Streetart in Talpiot, Jerusalem by Oshra Dayan via the PikiWiki Israel free image collection project (cc)

War zu erwarten: Eines Tages würde eine internationale Riege mit wissenschaftlicher Autorität ihren Gütesiegel an BDS verleihen. Jetzt ist es passiert, es ist übel, vielleicht liegt es am Jerusalem-Syndrom.

Es gibt das ja, so eine Art Flimmern im Selbstbild, das nur in Jerusalem auftritt und macht, dass Leute, die aus aller Welt angereist kommen, sich plötzlich mit Mose verwechseln oder mit Petrus, dem Fischer. Jährlich erkranken rund 100 Menschen an diesem Syndrom, meistens verliert es sich auf dem Rückflug. Wie viele Jerusalemer Erklärungen es schon gegeben haben mag?
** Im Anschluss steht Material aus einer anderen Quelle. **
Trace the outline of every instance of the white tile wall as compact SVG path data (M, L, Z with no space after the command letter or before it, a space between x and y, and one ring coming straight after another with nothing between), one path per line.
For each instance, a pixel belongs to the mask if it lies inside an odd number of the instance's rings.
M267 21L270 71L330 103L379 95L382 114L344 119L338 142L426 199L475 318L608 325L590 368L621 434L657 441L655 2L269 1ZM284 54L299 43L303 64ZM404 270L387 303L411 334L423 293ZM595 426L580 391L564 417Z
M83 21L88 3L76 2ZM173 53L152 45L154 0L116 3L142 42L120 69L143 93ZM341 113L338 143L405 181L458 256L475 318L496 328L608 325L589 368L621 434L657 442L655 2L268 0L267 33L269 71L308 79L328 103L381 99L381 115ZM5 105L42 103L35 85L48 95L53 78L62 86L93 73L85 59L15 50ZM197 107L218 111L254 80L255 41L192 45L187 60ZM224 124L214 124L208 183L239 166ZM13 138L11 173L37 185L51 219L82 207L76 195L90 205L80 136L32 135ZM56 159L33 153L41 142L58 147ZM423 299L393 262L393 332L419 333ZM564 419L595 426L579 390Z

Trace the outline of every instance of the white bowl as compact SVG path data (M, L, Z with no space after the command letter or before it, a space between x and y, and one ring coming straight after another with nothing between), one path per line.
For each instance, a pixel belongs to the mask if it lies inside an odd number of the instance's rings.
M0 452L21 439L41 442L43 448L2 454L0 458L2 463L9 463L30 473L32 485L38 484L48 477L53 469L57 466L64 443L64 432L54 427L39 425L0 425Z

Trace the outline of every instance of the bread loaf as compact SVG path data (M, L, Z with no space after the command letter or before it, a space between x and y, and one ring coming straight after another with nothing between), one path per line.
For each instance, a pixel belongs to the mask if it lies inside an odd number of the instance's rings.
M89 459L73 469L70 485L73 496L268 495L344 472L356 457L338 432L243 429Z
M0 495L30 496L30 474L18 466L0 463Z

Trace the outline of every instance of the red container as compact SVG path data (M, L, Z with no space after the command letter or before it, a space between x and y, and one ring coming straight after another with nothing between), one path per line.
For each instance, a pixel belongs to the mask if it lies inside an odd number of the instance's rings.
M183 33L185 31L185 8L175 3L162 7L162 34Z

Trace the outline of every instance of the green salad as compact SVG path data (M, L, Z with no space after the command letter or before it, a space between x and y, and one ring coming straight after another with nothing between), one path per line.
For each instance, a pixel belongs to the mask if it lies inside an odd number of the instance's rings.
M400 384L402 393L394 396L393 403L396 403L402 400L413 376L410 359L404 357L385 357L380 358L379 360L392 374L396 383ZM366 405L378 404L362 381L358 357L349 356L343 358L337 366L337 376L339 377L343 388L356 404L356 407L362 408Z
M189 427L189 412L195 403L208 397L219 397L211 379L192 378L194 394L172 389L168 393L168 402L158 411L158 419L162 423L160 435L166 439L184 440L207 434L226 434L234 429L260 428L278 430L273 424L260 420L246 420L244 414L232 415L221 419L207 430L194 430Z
Seit vorgestern eine weitere, „originated in Jerusalem“. Nicht von 100, sondern von 200 Leuten verfasst, die  –  teils wissenschaftlich, teils eher nicht  –   in Disziplinen wirken rund um Antisemitismus-  und Holocaust-Forschung, Judaistik und Nahost. Die wenigsten von ihnen wohnen in Jerusalem, die meisten zwischen Konstanz und Kalifornien. Sie dürften syndromfrei sein, sind aber nicht frei von Verwechslung. In ihrem Fall ist es so, dass sie die Wirklichkeit mit einem Seminar verwechseln und vorher noch die Wissenschaft mit Politik:

Ihre „Jerusalemer Erklärung“ beginnt, als säßen Staatshäupter beisammen, mit einer Präambel –  darüber hat sich Jürgen Kaube in der FAZ amüsiert  –   und ruft eine Ahnengalerie auf, die mit der Erklärung der Menschenrechte anhebt. Später dann vergewissern sie allen Ernstes, dass es sich bei ihrem Text um eine „nicht rechtsverbindliche Erklärung“ handele. Als hätten sie sich  –  Jerusalem-Syndrom  –  ausdauernd selber befragt, ob nicht der eine oder die andere vielleicht doch Mose sei oder Petrus oder sonst ein Gesetzgeber.

Hochschulen und VfL, Bundestag und BVB

Ihre Jerusalemer Intention: Sie wollen die Antisemitismus-Definition der IHRA „verbessern“. Die International Holocaust Remembrance Alliance (IHRA)  –  laut Auswärtigem Amt „die führende internationale Institution, die Regierungen und Fachleute zusammenbringt“; möglicherweise hat die IHRA diese 200 Fachleute hier glatt übersehen  –   hatte 2016 eine Definition von Antisemitismus verabschiedet, die inzwischen weltweit verbreitet ist und in Deutschland von so relativ verschiedenen Organisationen wie Bundestag, Hochschulrektorenkonferenz und VfL Bochum gelesen, verstanden und übernommen worden ist.

Diese Definition, erklären die 200 Erklärer jetzt, sei „in wesentlichen Punkten unklar“ und „weithin offen für unterschiedliche Interpretationen“. Das wiederum habe „Kontroversen ausgelöst, wodurch der Kampf gegen Antisemitismus geschwächt“ worden sei.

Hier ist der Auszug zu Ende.